Like most boys, civil defense attorney Stephen K. Talpins, was enamored with superheroes as a child. As he matured, he came to recognize their traits – dedication to the protection of others – in real life professions.
“I recognized that superheroes existed in the form of soldiers, police officers and in prosecutors,” he says. “I decided to pursue a field where I could use my natural skills and still dedicate my life to something good. I went to law school and a I became a prosecutor.”
After earning his Juris Doctor from the University of Miami School of Law in 1992, he was hired on by the then-Miami- Dade County State Attorney Janet Reno as an assistant state attorney.
“I served as a prosecutor for more than 12 years,” Talpins says. “I loved every minute. I learned a lot about the need to prepare victims for all possible outcomes and to present my cases in a more relatable way.”
In one of his earliest cases, Talpins represented a victim of a rape case. He tried and lost the case. “The victim was devastated,” he recalls. “I learned a lot from that loss. I knew moving forward that I needed to prepare victims for all possible outcomes.”
In his second year with the State Attorney’s Office, he was assigned to conduct a Frye hearing on the admissibility of a drug recognition expert’s testimony. He and his colleague, Gilfarb, won after conducting a week-long hearing. “After that hearing, I began working with prosecutors around the state on DUI issues,” he says.
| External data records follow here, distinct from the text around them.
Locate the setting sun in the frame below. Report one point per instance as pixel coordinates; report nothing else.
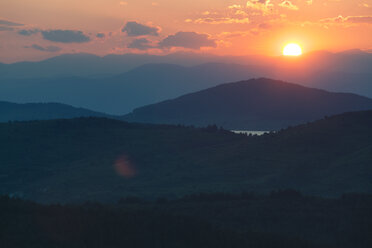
(292, 50)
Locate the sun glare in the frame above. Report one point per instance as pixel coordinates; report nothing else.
(292, 50)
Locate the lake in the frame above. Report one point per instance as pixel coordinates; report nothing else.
(259, 133)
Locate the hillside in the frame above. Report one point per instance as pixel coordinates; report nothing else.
(102, 159)
(42, 111)
(257, 104)
(120, 94)
(117, 84)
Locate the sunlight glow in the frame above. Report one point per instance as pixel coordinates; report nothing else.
(292, 49)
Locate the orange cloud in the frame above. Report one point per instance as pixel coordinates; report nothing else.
(289, 5)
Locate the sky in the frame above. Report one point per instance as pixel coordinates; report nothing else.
(38, 29)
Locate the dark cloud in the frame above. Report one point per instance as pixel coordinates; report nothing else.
(8, 23)
(137, 29)
(65, 36)
(188, 40)
(140, 44)
(28, 32)
(6, 28)
(51, 49)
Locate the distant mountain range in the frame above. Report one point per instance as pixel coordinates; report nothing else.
(102, 159)
(117, 84)
(42, 111)
(257, 104)
(122, 93)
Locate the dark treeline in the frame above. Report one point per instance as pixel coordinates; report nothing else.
(284, 218)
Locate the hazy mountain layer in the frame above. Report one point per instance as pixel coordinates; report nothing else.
(257, 104)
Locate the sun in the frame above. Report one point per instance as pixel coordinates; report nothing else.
(292, 49)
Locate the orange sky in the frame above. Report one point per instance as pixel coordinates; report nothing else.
(31, 29)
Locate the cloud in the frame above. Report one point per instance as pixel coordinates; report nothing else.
(359, 19)
(221, 20)
(348, 19)
(9, 23)
(188, 40)
(264, 6)
(28, 32)
(65, 36)
(264, 26)
(136, 29)
(289, 5)
(6, 28)
(141, 44)
(45, 49)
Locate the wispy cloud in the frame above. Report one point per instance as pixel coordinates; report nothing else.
(136, 29)
(288, 4)
(190, 40)
(45, 49)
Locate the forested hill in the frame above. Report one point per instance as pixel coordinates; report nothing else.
(102, 159)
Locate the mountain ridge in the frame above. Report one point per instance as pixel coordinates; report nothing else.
(256, 104)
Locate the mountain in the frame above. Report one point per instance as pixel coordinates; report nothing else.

This work set the stage for his next career move.
When he departed the State Attorney’s Office, Talpins moved through a series of personally fulfilling positions – shaping better tools to investigate DUIs nationally as the director of the National District Attorney’s Associations Traffic Law Center; national director of public policy for Mothers Against Drunk Driving; and work on a nonprofit called the National Partnership on Alcohol Misuse and Crime.
In 2010, Talpins knew he needed to make a career change. “I needed a position that would allow me to support my family better, so I joined Rumberger, Kirk & Caldwell. In the process, I found a home,” he says.
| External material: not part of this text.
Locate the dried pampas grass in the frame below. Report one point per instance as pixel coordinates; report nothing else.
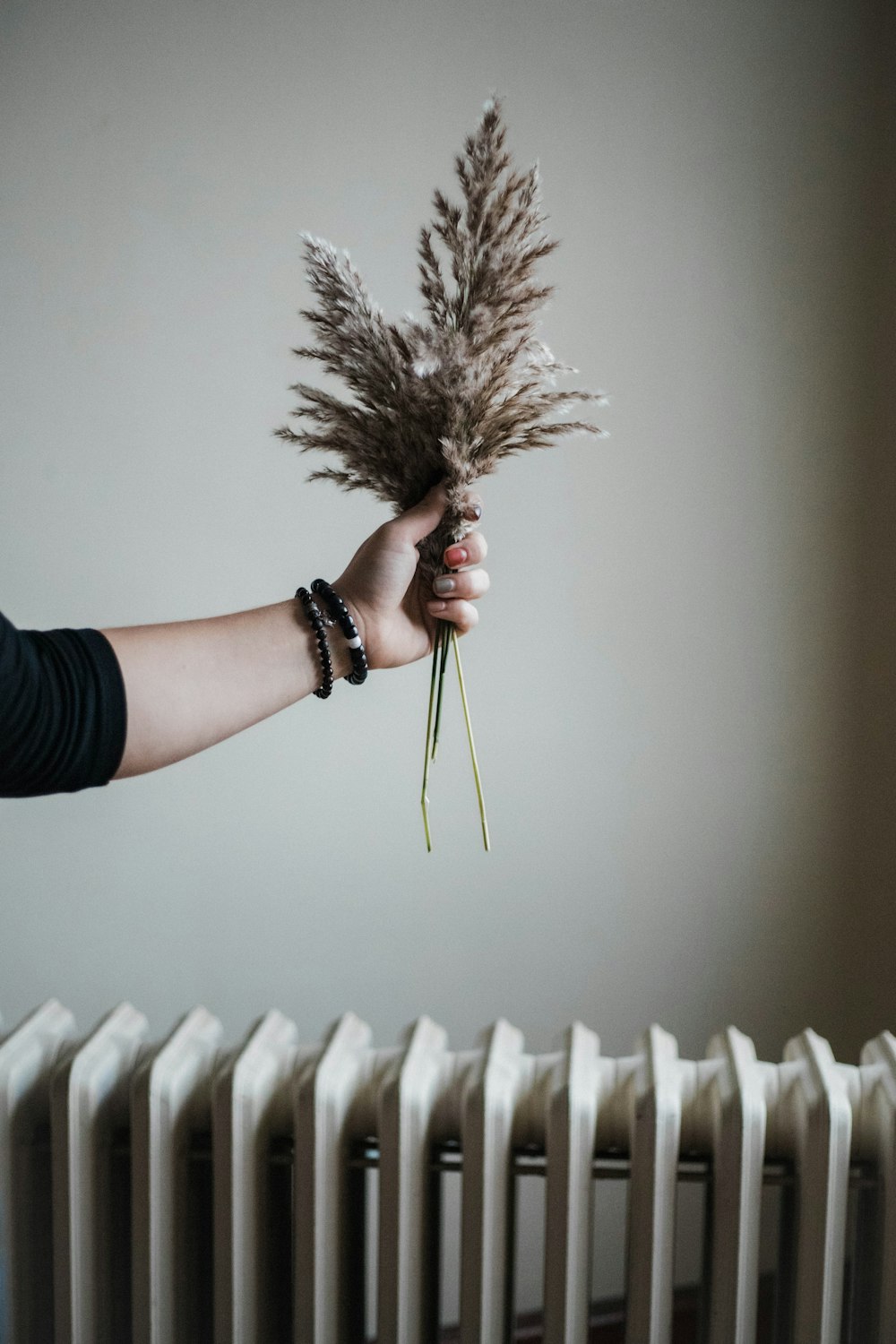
(450, 397)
In joining the firm, Talpins began to focus his practice on civil defense. In this capacity, he handles some of the largest and most complex cases in the firm’s retail and hospitality group, including negligent security and dram shop cases.
“I also continue to work pro bono on criminal justice related policy issues,” he says.
In fact, Talpins devotes an average of 500 hours per year to pro bono work with several nonprofits, including the Justice Management Institute, the Institute for Behavior and Health, We Save Lives and the National Partnership on Alcohol Misuse and Crime.
“I help develop and promote innovative laws, promising investigative procedures and evidence-based community supervision programs,” he says.
Over the next few years, Talpins hopes to be elected shareholder at the firm. He also looks forward to expanding his practice while continuing to work with national nonprofits and government agencies to reform the criminal justice system.
Outside of his work, Talpins enjoys spending time with his family, especially his son, Sammy.